The body of Rodney Freeman Jr., 21, was found June 29 in a lagoon connected to the Yahara River along the 500 block of River Place. Autopsy results found Freeman died from a freshwater drowning, and there did “not appear to be evidence of a struggle or use of force,” the District Attorney’s Office said.
The state Department of Justice’s Division of Criminal Investigation was investigating the death as a possible officer-involved death because two days earlier, in the early-morning hours June 27, Monona police were involved in a car chase nearby that ended when the car crashed into some trees and the occupants fled on foot. The driver of the car was Freeman, the District Attorney’s Office said.
Monona police used a K-9 unit to try to locate the two vehicle occupants, but neither Freeman or the other occupant were found, the District Attorney’s Office said.

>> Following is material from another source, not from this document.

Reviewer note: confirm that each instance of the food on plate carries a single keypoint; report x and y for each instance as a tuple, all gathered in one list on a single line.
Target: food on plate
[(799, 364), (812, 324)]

The search was ended just before 2 a.m. June 27.
Ozanne said there’s “no indication” law enforcement made contact with either vehicle occupant before Freeman’s body was found in the lagoon by a citizen. He said there’s no evidence Monona police were responsible for Freeman’s drowning.

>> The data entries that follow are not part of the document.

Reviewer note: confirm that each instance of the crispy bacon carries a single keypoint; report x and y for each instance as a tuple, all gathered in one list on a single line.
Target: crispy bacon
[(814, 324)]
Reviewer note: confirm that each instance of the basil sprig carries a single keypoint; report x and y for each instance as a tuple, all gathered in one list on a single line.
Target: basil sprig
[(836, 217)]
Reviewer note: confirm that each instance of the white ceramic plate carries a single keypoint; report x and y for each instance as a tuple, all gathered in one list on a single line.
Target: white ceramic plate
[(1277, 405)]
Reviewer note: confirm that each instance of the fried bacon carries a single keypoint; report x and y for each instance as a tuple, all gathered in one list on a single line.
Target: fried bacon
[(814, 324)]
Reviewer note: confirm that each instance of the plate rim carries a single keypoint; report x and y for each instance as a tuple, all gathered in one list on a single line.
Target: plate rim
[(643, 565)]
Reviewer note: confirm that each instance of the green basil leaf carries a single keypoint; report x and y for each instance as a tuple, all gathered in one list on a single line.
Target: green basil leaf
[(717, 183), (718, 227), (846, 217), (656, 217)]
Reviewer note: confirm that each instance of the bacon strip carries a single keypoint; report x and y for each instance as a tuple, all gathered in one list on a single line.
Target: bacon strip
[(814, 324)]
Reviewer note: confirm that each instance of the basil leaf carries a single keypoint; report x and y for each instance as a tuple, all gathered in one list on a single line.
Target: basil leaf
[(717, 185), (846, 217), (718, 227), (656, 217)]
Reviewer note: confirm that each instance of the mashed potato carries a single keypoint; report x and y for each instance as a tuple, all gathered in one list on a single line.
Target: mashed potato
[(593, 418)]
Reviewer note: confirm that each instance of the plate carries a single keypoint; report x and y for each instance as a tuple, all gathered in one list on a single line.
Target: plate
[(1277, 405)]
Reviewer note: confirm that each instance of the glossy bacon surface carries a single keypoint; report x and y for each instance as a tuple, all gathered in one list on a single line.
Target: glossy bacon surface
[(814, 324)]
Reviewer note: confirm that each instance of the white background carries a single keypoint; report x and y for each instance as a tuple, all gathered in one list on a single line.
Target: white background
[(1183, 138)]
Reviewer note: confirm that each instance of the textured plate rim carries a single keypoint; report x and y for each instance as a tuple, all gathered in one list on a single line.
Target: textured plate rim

A person believed to be Freeman was seen on video footage from Interlake Drive at 1:58 a.m.
It’s unclear why Monona police attempted to stop Freeman’s vehicle in the first place.
DOJ has said Monona police saw a “vehicle of interest” related to violent crimes in Madison. The District Attorney’s Office said only that Monona police were trying to make contact with Freeman’s vehicle when he sped away, but did not provide further details.
According to a criminal complaint, Freeman was being sought on a warrant for three counts of attempted first-degree intentional homicide and one count of first-degree reckless injury for an April incident in Madison. He had not been convicted in that case.
Also unclear is how and when Freeman ended up in the lagoon.
The District Attorney’s Office said its role is limited to reviewing the facts to determine whether further investigation or criminal charges are warranted. The office said there was “no criminal liability for law enforcement” in this case.